All these exit strategies envision the ultimate sale
or transfer of the business. One of your goals in the
transfer of the business should be to maximize shareholder
value, which requires careful consideration of the structure
of the transaction and how to increase the value of the
company prior to its sale.
The sale of a business takes one of two distinct forms:
(i) the shareholders selling or exchanging their stock
or equity, or (ii) the company selling its assets. Buyers
like to buy assets, because they can usually write them
up and thereby increase depreciation or amortization
on the books, thus reducing future taxes. But sellers
usually pay more taxes when they sell assets.
Asset Sales
The acquisition of a corporation’s assets generally
does not carry with it the liabilities of the selling
corporation. The buyer acquires a cost basis in the purchased
assets equal to the purchase price paid for the assets
and begins a new tax history for the assets. From the
seller’s point of view, a sale of the assets of
a business is more complicated. The seller is concerned
with accurately determining the tax consequences that
accompany the sale of the business assets, including
recapture, the tax effect of liquidating the corporation
or continuing its existence, and dealing with assets
that the buyer did not purchase.
Stock Sales
In a stock sale, all the liabilities of the acquired
company are transferred to the buyer. For the seller,
the transaction is relatively simple to complete — it
simply delivers the endorsed stock certificates to
the buyer. Generally, the selling shareholders will
realize capital gain or loss on the transaction, measured
by the difference between the selling price of the
stock and the shareholders’ basis in the stock.
For many buyers, a stock transaction may not be satisfactory
because the buyer obtains a basis for the stock equal
to the amount paid as the purchase price, and the company
retains its basis in the assets. This results in the
buyer’s economic investment being “allocated” entirely
to a non-depreciable asset (the stock), not the underlying
business assets.
Maximizing the Value of your Company
Getting your company ready to sell means sprucing up
operations and mimicking the professional standards
of public companies — first-class financial statements,
budgets, business plans and management that's not dependent
on one person.
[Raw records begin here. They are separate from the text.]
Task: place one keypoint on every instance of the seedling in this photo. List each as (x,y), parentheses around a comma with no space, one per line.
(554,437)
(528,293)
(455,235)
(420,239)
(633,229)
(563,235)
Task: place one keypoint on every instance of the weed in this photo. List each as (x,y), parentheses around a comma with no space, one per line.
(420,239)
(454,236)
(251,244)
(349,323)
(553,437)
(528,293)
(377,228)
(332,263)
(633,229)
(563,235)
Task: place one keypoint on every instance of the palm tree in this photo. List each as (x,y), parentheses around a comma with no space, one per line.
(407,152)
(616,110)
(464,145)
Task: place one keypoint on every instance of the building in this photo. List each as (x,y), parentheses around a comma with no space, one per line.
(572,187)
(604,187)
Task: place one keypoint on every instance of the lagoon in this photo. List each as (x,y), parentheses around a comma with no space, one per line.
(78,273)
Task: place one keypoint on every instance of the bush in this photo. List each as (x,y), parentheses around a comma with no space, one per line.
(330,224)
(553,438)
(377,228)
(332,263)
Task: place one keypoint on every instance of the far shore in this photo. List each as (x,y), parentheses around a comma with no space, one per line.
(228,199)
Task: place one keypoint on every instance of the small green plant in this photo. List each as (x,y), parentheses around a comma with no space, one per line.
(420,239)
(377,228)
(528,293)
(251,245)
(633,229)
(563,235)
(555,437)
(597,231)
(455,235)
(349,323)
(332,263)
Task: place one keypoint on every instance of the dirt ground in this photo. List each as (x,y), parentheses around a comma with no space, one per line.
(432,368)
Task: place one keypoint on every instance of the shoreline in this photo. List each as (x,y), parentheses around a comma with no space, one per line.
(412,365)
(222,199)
If your exit strategy involves an initial
public offering or the sale to a public company, then
it will add value if your company complies with the
requirements of the Sarbanes-Oxley Act. At the very
least, running your business as if you were preparing
to sell it will improve your management practices and
increase the value of your company.
Financial statements are the
best indicator of the future performance of your business,
and audited financial statements are much more reassuring
to a buyer — and to the
bankers financing a purchase — than unaudited ones.
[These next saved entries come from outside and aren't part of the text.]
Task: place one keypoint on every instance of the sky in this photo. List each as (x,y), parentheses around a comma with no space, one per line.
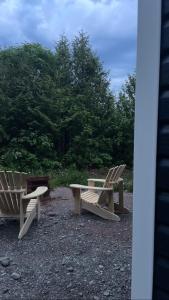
(110,24)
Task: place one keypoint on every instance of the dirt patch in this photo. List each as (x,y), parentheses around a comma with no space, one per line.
(65,256)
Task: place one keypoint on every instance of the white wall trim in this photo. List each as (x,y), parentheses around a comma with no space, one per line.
(146,116)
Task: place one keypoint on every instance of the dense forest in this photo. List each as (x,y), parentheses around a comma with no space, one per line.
(57,109)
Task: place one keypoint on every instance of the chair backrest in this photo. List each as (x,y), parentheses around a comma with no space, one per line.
(112,177)
(12,186)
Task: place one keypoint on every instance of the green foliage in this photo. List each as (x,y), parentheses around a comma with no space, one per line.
(57,109)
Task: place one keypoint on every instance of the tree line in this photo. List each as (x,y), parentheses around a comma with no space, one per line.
(57,109)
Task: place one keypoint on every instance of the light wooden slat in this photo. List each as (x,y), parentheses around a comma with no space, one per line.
(17,184)
(12,202)
(6,196)
(24,177)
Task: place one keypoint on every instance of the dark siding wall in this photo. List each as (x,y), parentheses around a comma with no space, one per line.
(161,255)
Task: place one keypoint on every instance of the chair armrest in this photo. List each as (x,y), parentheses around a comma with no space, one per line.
(96,180)
(38,192)
(86,187)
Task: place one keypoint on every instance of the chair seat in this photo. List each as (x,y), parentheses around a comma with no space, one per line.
(90,197)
Audited numbers strengthen your hand in the negotiations
and allow you to demand better terms.
Management depth adds value. A business that is excessively
dependent on the owner is risky for a prospective buyer.
Appointing a second-in-command and department managers
enhances a company's value by alleviating that risk.
Focus on the strengths of your business. Eliminating
weak product lines should increase your overall profit
margins and improve your return on assets. Buyers don't
want diversified businesses; they want resources concentrated
in your strongest activity.
Over time, most businesses transition
to a point where its sale or transfer is in the best
interest of the owners. Advance planning to maximize
your company’s value
and properly structuring the transfer are vital to your
reaping the rewards of your hard work with the company.